The outcry has been worldwide since the announcement that the South African liberator, leader and former president Nelson Mandela had passed away on December 5, 2013. He had lived a long life and at the age of 95 years, he finally went to meet his ancestors. Many of his most famous quotes are still being posted, retweeted and ‘meme-d’ across the web, even among the youngest among our generation. In parallel, eulogies and speeches to the great man that he was have been pouring from leaders around the world.

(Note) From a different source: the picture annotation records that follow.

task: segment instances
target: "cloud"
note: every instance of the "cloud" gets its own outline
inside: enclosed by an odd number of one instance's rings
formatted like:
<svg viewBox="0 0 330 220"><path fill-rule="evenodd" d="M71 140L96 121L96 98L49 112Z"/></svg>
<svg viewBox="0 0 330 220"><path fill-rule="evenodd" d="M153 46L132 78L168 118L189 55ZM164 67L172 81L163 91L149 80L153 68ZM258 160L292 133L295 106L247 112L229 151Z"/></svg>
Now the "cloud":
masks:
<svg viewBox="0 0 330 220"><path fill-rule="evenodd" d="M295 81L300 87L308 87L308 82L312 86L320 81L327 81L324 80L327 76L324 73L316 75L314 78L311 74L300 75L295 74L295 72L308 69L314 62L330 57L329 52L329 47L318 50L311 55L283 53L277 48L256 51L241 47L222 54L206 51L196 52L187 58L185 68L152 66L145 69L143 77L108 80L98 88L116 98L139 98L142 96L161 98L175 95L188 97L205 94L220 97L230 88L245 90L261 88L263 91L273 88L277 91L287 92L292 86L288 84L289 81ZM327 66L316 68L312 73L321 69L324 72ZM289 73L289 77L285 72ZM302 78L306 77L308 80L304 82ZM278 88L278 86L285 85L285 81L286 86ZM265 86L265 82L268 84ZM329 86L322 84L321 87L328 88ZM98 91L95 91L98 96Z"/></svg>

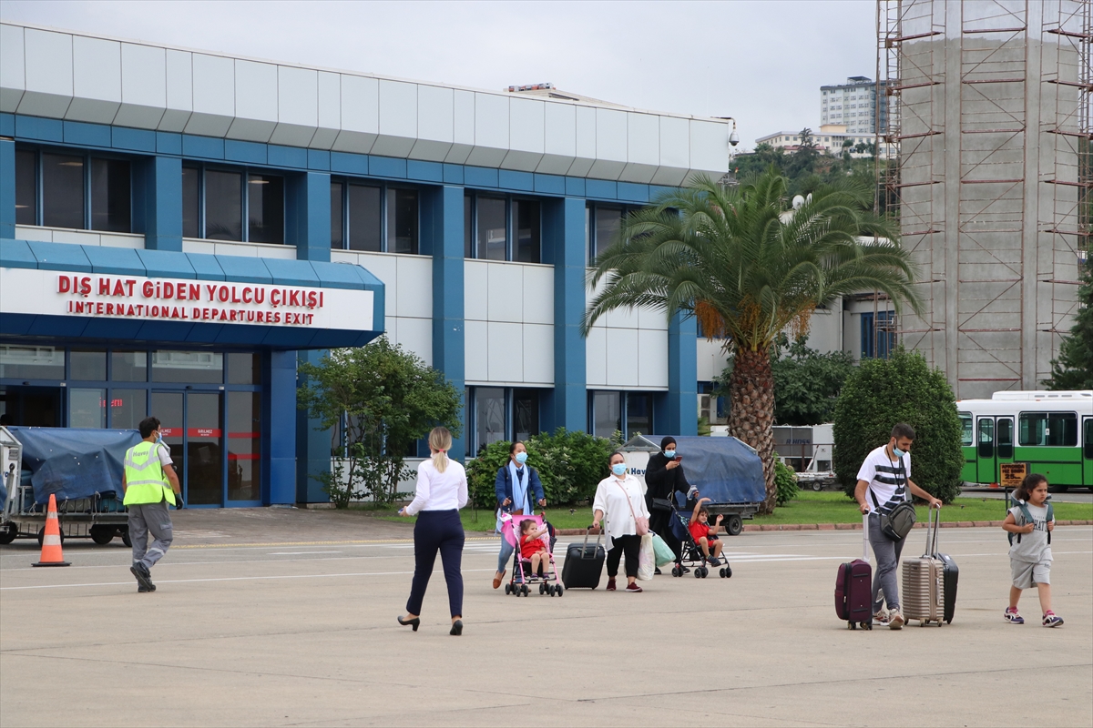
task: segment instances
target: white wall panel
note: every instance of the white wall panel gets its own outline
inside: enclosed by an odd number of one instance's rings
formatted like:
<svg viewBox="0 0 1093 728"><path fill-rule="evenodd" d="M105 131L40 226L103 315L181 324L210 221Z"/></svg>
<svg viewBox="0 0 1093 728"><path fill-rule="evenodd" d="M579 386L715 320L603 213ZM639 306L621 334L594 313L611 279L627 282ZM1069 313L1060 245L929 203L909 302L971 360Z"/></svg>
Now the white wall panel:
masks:
<svg viewBox="0 0 1093 728"><path fill-rule="evenodd" d="M341 81L342 131L333 148L367 154L379 135L379 81L348 73Z"/></svg>
<svg viewBox="0 0 1093 728"><path fill-rule="evenodd" d="M554 326L524 324L524 377L520 381L554 383Z"/></svg>
<svg viewBox="0 0 1093 728"><path fill-rule="evenodd" d="M524 320L524 266L490 262L487 313L490 321Z"/></svg>
<svg viewBox="0 0 1093 728"><path fill-rule="evenodd" d="M319 124L317 71L277 67L277 120L271 144L307 146Z"/></svg>
<svg viewBox="0 0 1093 728"><path fill-rule="evenodd" d="M26 91L19 112L63 118L72 102L72 36L28 27L23 45Z"/></svg>
<svg viewBox="0 0 1093 728"><path fill-rule="evenodd" d="M518 323L491 321L486 324L490 336L490 381L519 382L524 379L524 326Z"/></svg>
<svg viewBox="0 0 1093 728"><path fill-rule="evenodd" d="M193 111L193 53L167 49L167 109L160 119L160 131L186 129Z"/></svg>
<svg viewBox="0 0 1093 728"><path fill-rule="evenodd" d="M235 61L193 53L193 114L186 133L224 136L235 118Z"/></svg>
<svg viewBox="0 0 1093 728"><path fill-rule="evenodd" d="M153 46L121 44L119 127L155 129L167 106L167 51Z"/></svg>
<svg viewBox="0 0 1093 728"><path fill-rule="evenodd" d="M637 385L668 386L668 332L637 332Z"/></svg>
<svg viewBox="0 0 1093 728"><path fill-rule="evenodd" d="M512 263L509 263L512 265ZM554 323L554 267L524 265L525 323Z"/></svg>
<svg viewBox="0 0 1093 728"><path fill-rule="evenodd" d="M433 318L433 259L400 255L397 270L396 306L400 317Z"/></svg>
<svg viewBox="0 0 1093 728"><path fill-rule="evenodd" d="M463 318L485 321L490 301L490 264L485 261L463 261Z"/></svg>
<svg viewBox="0 0 1093 728"><path fill-rule="evenodd" d="M23 28L0 24L0 112L14 114L26 89Z"/></svg>
<svg viewBox="0 0 1093 728"><path fill-rule="evenodd" d="M230 139L268 142L277 128L277 67L235 61L235 115Z"/></svg>
<svg viewBox="0 0 1093 728"><path fill-rule="evenodd" d="M463 323L463 375L469 382L490 381L490 336L485 321Z"/></svg>
<svg viewBox="0 0 1093 728"><path fill-rule="evenodd" d="M121 44L72 37L72 103L66 119L110 123L121 106Z"/></svg>

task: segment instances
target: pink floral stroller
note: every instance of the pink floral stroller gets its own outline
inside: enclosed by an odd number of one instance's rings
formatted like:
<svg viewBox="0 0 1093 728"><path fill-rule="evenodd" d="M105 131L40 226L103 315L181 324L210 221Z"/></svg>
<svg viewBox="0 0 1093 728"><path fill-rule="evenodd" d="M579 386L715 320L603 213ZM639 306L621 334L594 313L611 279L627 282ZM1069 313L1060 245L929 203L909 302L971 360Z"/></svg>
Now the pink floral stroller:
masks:
<svg viewBox="0 0 1093 728"><path fill-rule="evenodd" d="M507 514L502 516L504 523L502 524L502 534L505 540L513 546L515 551L513 552L513 571L508 580L508 584L505 584L505 594L515 594L516 596L528 596L531 593L532 587L536 584L539 585L539 594L549 594L550 596L562 596L564 588L562 587L562 575L557 571L557 566L554 564L554 539L553 539L553 528L541 515L514 515L508 516ZM546 547L548 563L540 564L541 574L532 573L531 571L531 560L525 559L520 556L520 524L525 521L533 521L536 524L536 529L542 528L545 524L549 530L544 533L540 539Z"/></svg>

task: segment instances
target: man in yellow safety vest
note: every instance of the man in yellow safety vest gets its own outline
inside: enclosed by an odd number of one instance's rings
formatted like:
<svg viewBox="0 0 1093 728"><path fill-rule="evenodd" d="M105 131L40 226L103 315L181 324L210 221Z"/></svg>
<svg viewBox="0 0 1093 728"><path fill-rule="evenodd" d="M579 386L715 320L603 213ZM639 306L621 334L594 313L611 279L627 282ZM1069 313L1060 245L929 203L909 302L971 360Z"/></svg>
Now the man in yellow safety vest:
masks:
<svg viewBox="0 0 1093 728"><path fill-rule="evenodd" d="M126 451L121 489L129 509L129 539L133 545L133 565L138 592L155 592L151 568L163 558L174 535L167 504L183 508L183 490L172 467L171 449L163 443L160 420L146 417L140 423L143 440ZM148 546L151 532L152 546Z"/></svg>

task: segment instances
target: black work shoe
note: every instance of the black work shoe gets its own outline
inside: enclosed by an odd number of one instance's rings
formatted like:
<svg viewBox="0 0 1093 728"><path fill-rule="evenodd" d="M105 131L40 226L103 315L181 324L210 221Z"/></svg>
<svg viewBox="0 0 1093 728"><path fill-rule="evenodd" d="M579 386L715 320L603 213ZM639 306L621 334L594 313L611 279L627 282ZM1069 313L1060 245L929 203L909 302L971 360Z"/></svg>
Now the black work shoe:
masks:
<svg viewBox="0 0 1093 728"><path fill-rule="evenodd" d="M137 577L138 587L144 587L148 592L155 592L155 584L152 583L152 574L149 572L148 566L138 561L129 568L129 571Z"/></svg>

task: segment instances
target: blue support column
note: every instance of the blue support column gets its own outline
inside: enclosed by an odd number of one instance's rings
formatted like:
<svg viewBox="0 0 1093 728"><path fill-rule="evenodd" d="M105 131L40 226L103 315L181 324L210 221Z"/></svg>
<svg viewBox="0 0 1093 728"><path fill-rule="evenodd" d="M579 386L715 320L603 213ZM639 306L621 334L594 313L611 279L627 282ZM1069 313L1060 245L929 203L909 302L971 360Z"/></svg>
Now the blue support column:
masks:
<svg viewBox="0 0 1093 728"><path fill-rule="evenodd" d="M0 139L0 238L15 237L15 142Z"/></svg>
<svg viewBox="0 0 1093 728"><path fill-rule="evenodd" d="M284 241L296 260L330 261L330 175L293 175L285 190Z"/></svg>
<svg viewBox="0 0 1093 728"><path fill-rule="evenodd" d="M588 428L585 337L585 201L543 205L543 261L554 264L554 390L543 397L543 429Z"/></svg>
<svg viewBox="0 0 1093 728"><path fill-rule="evenodd" d="M149 250L183 250L183 160L150 157L133 175L133 229Z"/></svg>
<svg viewBox="0 0 1093 728"><path fill-rule="evenodd" d="M463 188L445 186L428 195L423 228L432 240L422 250L433 253L433 367L467 390L466 339L463 335ZM431 243L432 248L425 246ZM463 394L465 432L451 443L450 455L462 462L467 455L467 402Z"/></svg>
<svg viewBox="0 0 1093 728"><path fill-rule="evenodd" d="M295 503L296 474L296 353L271 351L269 393L269 498L267 504Z"/></svg>
<svg viewBox="0 0 1093 728"><path fill-rule="evenodd" d="M682 313L668 324L668 392L654 401L653 427L661 434L698 434L698 327Z"/></svg>

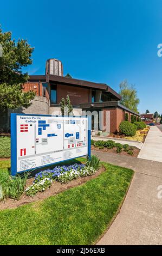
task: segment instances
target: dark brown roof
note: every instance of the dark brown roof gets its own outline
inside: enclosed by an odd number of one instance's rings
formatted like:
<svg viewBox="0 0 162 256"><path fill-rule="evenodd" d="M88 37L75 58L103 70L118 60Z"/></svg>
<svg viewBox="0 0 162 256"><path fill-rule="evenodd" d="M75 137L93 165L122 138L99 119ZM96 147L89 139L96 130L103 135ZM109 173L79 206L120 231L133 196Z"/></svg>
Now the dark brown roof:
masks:
<svg viewBox="0 0 162 256"><path fill-rule="evenodd" d="M122 109L126 110L132 114L134 114L140 116L139 114L134 112L132 110L129 109L125 106L120 104L120 102L118 101L106 101L103 102L95 102L95 103L85 103L82 104L80 104L80 106L83 109L95 109L95 108L108 108L112 107L118 107Z"/></svg>
<svg viewBox="0 0 162 256"><path fill-rule="evenodd" d="M92 88L98 89L102 90L105 90L107 92L109 92L113 95L115 96L119 100L121 99L121 96L118 94L115 91L112 89L109 86L103 83L94 83L93 82L89 82L85 80L80 80L75 78L69 78L64 77L63 76L54 76L52 75L36 75L36 76L29 76L28 81L30 82L58 82L66 84L71 84L74 86L81 86L83 87L89 87Z"/></svg>

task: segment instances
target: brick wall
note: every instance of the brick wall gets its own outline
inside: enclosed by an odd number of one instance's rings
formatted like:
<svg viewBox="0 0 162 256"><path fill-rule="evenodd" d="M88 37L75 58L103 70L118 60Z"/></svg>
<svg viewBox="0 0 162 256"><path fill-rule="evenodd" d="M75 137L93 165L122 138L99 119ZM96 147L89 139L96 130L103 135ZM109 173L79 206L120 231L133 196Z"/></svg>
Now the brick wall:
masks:
<svg viewBox="0 0 162 256"><path fill-rule="evenodd" d="M106 112L110 112L110 132L116 132L116 108L103 108L103 125L106 124Z"/></svg>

It is hard to believe that Nelson Mandela is dead. The world knew it was going to happen, his repeated hospital visits serving as a stern warning but no one was prepared for it. Today he is praised as a hero by the same people who advocated for his imprisonment. Indeed he was a presence, a figure who lived. In a world plagued by greed and hatred, he brought forgiveness and understanding. And now that he is gone, we have to look to the future. Much work still needs to be done in Africa, the same continent that gave birth to Madiba. So who will carry his torch? Africa is full of intellectuals and politicians but lacks in charismatic leaders, like Nelson Mandela. These men, with the exception of very few, have risen up to office in mostly questionable manners, which explain the cliché nature of their praise for Mandela. They are wedded with vengeance, driven by greed and hunger only for more power in office. With them out of the picture, what Africa is left with is its youth. That the African youth is the future of Africa is not a new fact. That this youth is largely unprepared to carry the torch is another ‘true fact’. The truth is that the African youth has been pushed to the corner for so long by authoritarian politicians in their plan to maintain the status quo in the African political and social arena. but this is gradually changing. This change is in part due to the reversed migration which has been slowly increasing in Africa. Many Africans are now returning back home, with ideas, connections and the aim to change their respective countries. Economic decline and disappearing jobs in the West has turned the focus towards the Dark Continent, which is gradually becoming a beacon of light. In parallel, grassroots movements activities and startups in Sub-Saharan Africa are flooding both the African and international arena like never before in history.
Africa is certainly rising, this time on its own feet and perhaps instead of mourning the death of Nelson Mandela, we should celebrate the life he gives to us by his death; maybe not a ‘savior’ as such but certainly an inspiration to always look up to.